There is not yet a consensus in the scientific community regarding how long the novel coronavirus can survive on surfaces or materials. One study issued this week by the New England Journal of Medicine indicated it can survive on cardboard for up to a day and on plastic and stainless steel for up to 72 hours. In addition, past research has found that other coronaviruses, such as those that cause MERS and SARS, can survive anywhere from two hours to 28 days, depending on temperature and other factors.
Therefore, policyholders and insurers embroiled in civil authority coverage disputes are likely to turn to scientific experts to ascertain whether, and for how long, the coronavirus contaminated buildings affected by government-mandated closures.
"I think you are going to have a battle of experts within the scientific community as to whether or not a virus of this type causes physical damage," Savett said.
Saxe Doernberger & Vita PC partner Gregory D. Podolak, who represents policyholders, said scientific inquiries into whether policies' direct physical loss requirement was satisfied could prove costly and be complicated by companies' inability to access their properties for long stretches of time.
"There will be a huge strain on resources for insureds if carriers are going to argue that they need to produce a scientific report confirming the presence of coronavirus," he said. "That illustrates just how untenable this type of reading of this policy language can be in practice."
According to Haynes and Boone LLP partner Stephen Raptis, even if an expert determines the coronavirus has a fairly short lifespan on a surface, "there is always the risk of re-contamination," which he said could fulfill the direct physical loss requirement.
"I would argue that this is a continually renewing physical loss, as long as individuals are continuing to come through a property," said Raptis, who represents policyholders. "These civil authority orders are intended to prevent re-contamination."
Some attorneys said policyholders may have another route to civil authority coverage that wouldn't involve intensive scientific scrutiny.
Anderson Kill PC shareholder Nicholas Insua explained that policyholders can also argue that, "to the extent coronavirus has infiltrated a premises, the loss of functionality of that property is akin to physical loss or damage."
Insua cited several cases to support this stance, including a New Jersey federal court's 2014 ruling in Gregory Packaging v. Travelers , in which the court found an ammonia release at a factory constituted direct physical loss or damage to the building.

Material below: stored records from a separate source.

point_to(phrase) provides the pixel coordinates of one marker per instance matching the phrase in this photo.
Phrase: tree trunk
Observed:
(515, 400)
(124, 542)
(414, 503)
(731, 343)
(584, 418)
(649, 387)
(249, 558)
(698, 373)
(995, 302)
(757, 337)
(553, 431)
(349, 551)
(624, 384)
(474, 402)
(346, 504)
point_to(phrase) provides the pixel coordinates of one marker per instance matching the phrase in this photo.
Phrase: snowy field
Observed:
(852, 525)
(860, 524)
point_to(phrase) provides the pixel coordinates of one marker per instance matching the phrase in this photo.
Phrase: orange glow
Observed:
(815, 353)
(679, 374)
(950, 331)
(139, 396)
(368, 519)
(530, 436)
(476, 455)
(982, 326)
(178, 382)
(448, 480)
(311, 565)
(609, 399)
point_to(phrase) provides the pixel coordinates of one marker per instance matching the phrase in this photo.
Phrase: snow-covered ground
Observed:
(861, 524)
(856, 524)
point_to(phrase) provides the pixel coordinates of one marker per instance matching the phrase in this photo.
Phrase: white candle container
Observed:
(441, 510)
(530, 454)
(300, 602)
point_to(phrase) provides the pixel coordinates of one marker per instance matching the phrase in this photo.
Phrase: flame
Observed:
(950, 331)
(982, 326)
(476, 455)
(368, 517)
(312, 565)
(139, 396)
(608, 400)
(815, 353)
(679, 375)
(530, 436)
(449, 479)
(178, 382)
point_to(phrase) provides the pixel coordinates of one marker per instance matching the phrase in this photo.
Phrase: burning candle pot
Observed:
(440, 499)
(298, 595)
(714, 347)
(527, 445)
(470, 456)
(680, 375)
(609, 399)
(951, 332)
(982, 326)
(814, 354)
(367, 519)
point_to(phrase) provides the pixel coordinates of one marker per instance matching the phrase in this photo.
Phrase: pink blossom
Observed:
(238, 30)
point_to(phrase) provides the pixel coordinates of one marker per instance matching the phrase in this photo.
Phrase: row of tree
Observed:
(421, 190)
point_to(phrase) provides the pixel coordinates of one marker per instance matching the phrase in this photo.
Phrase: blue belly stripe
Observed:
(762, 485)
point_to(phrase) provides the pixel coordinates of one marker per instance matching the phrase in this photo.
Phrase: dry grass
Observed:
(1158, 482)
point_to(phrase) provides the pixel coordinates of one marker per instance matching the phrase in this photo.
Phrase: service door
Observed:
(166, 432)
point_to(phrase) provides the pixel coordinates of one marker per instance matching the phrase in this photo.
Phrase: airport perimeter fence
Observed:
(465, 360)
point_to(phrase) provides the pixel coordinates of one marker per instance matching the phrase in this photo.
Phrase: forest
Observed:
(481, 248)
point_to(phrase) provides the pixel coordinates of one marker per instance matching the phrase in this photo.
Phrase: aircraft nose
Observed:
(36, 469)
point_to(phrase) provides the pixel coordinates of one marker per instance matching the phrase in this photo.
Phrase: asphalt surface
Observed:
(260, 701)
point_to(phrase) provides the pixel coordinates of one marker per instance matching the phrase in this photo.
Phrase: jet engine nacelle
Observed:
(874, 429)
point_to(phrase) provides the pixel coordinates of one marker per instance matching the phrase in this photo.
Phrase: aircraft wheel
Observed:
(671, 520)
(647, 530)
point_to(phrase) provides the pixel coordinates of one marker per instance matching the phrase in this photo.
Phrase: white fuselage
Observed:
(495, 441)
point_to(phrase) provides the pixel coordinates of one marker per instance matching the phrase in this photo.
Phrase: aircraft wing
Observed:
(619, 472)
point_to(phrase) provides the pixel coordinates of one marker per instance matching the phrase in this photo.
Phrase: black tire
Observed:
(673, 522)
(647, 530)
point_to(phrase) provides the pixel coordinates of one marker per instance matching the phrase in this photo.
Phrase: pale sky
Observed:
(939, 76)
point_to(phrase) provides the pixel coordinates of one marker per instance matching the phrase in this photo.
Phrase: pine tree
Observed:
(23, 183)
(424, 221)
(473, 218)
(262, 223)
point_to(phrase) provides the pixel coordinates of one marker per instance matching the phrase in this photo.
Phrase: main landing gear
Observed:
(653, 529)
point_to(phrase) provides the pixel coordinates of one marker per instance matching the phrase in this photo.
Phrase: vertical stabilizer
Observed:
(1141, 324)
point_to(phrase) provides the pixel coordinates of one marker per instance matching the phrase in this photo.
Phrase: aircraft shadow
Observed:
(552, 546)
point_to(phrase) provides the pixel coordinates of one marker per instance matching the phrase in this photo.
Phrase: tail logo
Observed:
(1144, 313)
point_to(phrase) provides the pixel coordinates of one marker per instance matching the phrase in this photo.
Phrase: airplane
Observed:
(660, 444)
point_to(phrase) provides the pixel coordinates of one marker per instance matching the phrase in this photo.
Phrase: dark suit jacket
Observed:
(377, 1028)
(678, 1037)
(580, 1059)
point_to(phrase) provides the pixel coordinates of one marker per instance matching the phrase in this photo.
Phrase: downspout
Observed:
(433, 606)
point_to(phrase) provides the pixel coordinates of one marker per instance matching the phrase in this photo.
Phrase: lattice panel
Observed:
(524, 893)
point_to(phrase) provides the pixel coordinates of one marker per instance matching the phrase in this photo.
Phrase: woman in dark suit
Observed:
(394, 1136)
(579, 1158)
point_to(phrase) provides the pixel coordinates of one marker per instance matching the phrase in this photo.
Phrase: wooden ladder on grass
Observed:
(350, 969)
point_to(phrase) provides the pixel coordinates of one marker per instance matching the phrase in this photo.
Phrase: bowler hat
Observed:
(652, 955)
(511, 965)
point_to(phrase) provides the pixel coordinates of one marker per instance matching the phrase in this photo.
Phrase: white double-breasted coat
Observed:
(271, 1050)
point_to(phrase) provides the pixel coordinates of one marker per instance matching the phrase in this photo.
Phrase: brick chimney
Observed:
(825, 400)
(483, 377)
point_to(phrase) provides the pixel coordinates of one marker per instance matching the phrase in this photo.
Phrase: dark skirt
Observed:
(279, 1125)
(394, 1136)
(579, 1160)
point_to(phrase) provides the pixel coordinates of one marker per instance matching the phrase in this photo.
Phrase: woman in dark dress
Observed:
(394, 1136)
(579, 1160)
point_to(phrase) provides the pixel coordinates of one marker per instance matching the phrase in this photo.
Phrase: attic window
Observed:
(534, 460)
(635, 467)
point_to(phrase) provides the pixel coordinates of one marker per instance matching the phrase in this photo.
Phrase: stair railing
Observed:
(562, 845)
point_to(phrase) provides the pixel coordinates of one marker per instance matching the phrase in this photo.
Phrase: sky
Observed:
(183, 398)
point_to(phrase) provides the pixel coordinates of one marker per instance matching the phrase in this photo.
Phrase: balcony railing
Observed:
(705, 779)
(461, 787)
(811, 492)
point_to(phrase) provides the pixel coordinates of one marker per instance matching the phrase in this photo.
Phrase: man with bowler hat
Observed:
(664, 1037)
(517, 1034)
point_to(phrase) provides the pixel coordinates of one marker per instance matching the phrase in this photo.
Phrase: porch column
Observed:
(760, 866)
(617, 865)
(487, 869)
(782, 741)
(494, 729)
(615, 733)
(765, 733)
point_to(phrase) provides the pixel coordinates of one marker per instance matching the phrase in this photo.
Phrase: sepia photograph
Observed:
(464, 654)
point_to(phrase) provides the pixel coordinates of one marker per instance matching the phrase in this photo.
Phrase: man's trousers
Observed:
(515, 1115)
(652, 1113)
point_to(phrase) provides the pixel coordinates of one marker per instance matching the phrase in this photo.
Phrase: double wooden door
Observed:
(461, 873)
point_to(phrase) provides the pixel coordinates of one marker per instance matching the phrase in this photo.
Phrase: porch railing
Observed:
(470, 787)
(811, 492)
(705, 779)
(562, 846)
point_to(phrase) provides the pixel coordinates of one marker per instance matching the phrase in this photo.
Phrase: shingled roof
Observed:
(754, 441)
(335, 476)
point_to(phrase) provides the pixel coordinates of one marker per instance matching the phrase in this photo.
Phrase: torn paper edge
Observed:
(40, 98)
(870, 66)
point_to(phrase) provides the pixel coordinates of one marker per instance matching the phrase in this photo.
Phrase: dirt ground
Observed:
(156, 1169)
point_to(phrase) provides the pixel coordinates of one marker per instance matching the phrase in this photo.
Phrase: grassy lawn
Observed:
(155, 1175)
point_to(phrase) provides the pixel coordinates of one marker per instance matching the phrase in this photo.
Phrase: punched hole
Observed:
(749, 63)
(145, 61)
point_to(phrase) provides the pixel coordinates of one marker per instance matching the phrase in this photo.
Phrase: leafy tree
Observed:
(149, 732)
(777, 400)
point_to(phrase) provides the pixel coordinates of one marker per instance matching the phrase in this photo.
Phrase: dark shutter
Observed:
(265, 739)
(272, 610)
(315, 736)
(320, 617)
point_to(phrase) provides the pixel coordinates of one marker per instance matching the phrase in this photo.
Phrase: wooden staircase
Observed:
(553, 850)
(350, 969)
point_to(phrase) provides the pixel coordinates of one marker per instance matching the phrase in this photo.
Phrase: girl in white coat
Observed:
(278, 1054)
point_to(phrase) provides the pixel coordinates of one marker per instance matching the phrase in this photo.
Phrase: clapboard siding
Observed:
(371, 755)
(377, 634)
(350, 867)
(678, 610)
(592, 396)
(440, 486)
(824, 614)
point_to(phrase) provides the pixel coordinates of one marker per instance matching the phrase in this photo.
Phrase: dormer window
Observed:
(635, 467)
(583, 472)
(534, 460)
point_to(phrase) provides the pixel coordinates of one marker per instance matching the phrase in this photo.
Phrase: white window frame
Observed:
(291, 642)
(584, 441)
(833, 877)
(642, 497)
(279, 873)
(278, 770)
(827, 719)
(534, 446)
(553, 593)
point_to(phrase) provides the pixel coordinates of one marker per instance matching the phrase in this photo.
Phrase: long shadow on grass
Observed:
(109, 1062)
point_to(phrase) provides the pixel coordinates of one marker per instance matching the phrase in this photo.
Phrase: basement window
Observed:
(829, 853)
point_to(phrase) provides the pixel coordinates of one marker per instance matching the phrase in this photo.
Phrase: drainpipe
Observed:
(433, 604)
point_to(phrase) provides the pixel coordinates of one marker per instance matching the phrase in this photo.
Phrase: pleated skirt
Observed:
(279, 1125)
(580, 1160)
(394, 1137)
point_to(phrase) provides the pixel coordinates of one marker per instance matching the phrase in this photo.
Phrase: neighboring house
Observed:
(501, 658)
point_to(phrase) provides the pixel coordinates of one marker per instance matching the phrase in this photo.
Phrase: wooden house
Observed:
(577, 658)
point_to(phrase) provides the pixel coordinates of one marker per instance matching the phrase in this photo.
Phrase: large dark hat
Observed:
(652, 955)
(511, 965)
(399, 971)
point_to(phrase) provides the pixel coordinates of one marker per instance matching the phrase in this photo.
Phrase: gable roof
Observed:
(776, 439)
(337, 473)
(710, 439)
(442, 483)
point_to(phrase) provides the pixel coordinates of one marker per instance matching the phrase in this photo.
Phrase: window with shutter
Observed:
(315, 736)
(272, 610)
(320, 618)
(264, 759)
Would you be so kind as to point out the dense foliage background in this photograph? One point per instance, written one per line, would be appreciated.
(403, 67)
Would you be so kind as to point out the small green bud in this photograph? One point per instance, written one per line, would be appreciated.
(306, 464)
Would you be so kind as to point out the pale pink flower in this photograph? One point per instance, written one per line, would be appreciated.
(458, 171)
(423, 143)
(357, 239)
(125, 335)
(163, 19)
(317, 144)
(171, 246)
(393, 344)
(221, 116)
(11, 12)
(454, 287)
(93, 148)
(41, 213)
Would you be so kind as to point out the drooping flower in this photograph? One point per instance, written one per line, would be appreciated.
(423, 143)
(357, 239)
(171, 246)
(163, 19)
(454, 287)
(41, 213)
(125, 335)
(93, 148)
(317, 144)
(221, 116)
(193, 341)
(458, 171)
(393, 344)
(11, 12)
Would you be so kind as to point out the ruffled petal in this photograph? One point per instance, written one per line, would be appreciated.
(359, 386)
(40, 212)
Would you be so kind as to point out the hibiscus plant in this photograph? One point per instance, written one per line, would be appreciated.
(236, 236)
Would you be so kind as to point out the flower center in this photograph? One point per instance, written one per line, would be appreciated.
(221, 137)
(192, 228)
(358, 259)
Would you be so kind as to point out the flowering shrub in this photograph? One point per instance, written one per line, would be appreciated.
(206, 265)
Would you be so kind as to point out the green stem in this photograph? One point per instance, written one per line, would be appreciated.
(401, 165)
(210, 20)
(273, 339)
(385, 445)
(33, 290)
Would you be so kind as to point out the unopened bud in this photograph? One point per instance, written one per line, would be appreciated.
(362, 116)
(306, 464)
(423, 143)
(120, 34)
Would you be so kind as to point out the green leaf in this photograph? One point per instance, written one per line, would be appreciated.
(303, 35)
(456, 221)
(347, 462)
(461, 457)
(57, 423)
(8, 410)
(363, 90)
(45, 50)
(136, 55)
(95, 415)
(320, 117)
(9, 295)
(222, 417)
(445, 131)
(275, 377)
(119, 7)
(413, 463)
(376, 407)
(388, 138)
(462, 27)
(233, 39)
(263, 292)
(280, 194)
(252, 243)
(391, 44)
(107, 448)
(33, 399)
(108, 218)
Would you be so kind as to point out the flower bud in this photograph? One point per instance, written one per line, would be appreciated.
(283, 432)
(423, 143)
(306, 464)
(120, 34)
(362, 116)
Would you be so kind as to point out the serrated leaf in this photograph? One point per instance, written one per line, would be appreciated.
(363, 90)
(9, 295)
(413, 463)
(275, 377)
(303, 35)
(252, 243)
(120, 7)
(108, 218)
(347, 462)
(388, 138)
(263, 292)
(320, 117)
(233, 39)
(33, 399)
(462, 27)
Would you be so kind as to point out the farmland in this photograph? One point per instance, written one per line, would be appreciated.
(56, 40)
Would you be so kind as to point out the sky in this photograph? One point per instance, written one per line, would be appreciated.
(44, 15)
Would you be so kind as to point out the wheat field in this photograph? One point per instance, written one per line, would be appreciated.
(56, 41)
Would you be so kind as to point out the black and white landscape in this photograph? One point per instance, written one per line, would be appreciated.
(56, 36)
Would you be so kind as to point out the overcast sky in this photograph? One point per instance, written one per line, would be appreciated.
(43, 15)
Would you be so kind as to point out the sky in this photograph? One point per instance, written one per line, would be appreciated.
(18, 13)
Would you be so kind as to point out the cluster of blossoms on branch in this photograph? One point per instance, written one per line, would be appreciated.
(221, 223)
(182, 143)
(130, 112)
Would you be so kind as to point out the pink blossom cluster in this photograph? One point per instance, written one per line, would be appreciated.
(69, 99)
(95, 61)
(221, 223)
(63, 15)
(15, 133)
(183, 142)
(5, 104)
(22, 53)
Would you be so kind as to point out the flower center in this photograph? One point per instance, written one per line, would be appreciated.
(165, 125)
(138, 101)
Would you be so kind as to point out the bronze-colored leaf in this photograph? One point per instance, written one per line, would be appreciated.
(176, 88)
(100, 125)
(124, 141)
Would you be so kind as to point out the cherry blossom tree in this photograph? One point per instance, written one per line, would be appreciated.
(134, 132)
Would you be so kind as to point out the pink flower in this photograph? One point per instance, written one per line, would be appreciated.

Podolak also said this "loss of functionality" argument could be viable, especially in cases in which it is difficult to determine whether a property was contaminated with the coronavirus.
"When you get to those properties where the presence of the virus is not able to be determined, I query to what extent the specter of COVID-19 alone might qualify as direct physical loss or damage under a 'loss of functionality'-type litmus test," he said. "I think you will see a lot of head-butting between insureds and their carriers on this."
However, Zelle LLP partner Shannon O'Malley, who represents insurers, asserted that the mere threat of coronavirus contamination shouldn't be sufficient to meet the direct physical loss requirement and trigger civil authority coverage.
To bolster that contention, she pointed to a number of decisions in civil authority coverage disputes following the Sept. 11 terrorist attacks and major hurricanes. Among those was the Second Circuit's 2006 ruling in United Air Lines Inc. v. Insurance Co. of the State of Pennsylvania , in which the court affirmed that United couldn't force its insurer to cover lost earnings due to the national disruption of flight service after 9/11 because the airline's facilities at Ronald Reagan Washington National Airport were not damaged by the terrorist attack on the Pentagon.
"If an order is issued to avoid future problems that have nothing to do with physical loss or damage, courts have held that this is insufficient to trigger civil authority coverage," O'Malley said.